In my giddiness of cleaning things out, I probably got overzealous in tossing away clothing that no longer fits and is (happily) too large.  Springtime means new beginnings and holds a very cathartic feeling as you toss old things out that bind and tie you down.  Styles change. People change.  You cannot grow with so much stuff that you have to clean, sort and move just to function.  I feel like I cannot breathe when "things" start to pile up in my sanctuary.  

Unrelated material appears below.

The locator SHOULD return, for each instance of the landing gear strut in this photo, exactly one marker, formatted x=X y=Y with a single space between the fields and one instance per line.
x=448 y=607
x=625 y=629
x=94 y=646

I currently own too many pens. Just not the one particular 'Holy Grail' pen I really, really want.   I could have gone my entire life not knowing this one particular pen exists and it makes it equally tough that my best friend taunts me with it.  I have a pen fetish. I admit it.  I must develop the discipline to not purchase another pen.  Ever.  
I own too much lip gloss too but that is not ever going to change.  


Having too many options makes it hard to make a decision. Much in the way people tend to collect "friends", how do you decide who gets your attention, your affection, your love?  

I joke about the difference between 'fans' and 'friends'.  Working in publicity, it is spelled out very bluntly for you.  When working with famous celebrities, you have to realize that even though they are nice people.....they are doing a job.  

Being a true friend isn't that hard.  It should be effortless... like the weight of a feather.  Otherwise, it is just a job.  It starts to feel like dead weight and you need to either be around them sparingly or clear them out altogether. 
 

 

Sunday, April 15, 2012

Where, Oh Where, Should Lucinda Go?

I am soliciting feedback concerning my entity....Lucinda Blithe.  Her/my editor has become invisible so her/my last article was not marked or noted. Emails have not been returned. I can only imagine he is off on another adventure. He has so many different things going on. It reminds me a little of the saying "Jack of all trades/Master of none". Apparently I have been left to fend for myself.

So I turn to all of the web-a-spheres to seek enlightenment and direction.
I have always fallen into the groove between really happy and really successful. If I get ahead of myself, life has a way of stepping in and laughing at me really hard.  I am not certain what "writing" life I have left. It may just be blogging here and getting feedback from the kind-hearted souls who have helped me along this journey.  I had several projects in the works for articles. If you can think of anything that needs to be addressed, please send me an email.  I do not want to get ahead of myself but I would hate to lose all that I have invested in "ME" and us.  I would like to be helpful and not like everyone else. Horrors!

This past weekend I learned some very valuable lessons.  Never depend on someone else to make  you happy.  And take your migraine meds because you never know when someone will invite you to see a Pow-wow. Drum circles are not just a figure of speech.  I sat around the house all day Friday and managed to talk myself out of going out in public. If given the opportunity, I would never be home. Ever.  I love my house. I designed and helped build it with my own two hands but I keep hoping there is something else to see and discover just beyond that next horizon.  Like Maryland.

I also lack the enthusiasm that someone else wants me to display when I am happy. My philosophy is that if I ain't bitchin'-I be happy.  But this is obviously unsettling for someone who should know me well by now.  I am like a child.... watching and observing. I want to take it all in and reflect back upon it later. I am rarely caught up in the moment.  If I ever display giddiness, it is accidental.  I cannot afford to be giddy.  I was once caught off guard when someone gave me a gift. I wanted to cry but too many people were watching and waiting. I am rarely surprised.  I love surprises.  I am not responsible for the things that come out of my mouth at that rare moment in time.  I love that most of all.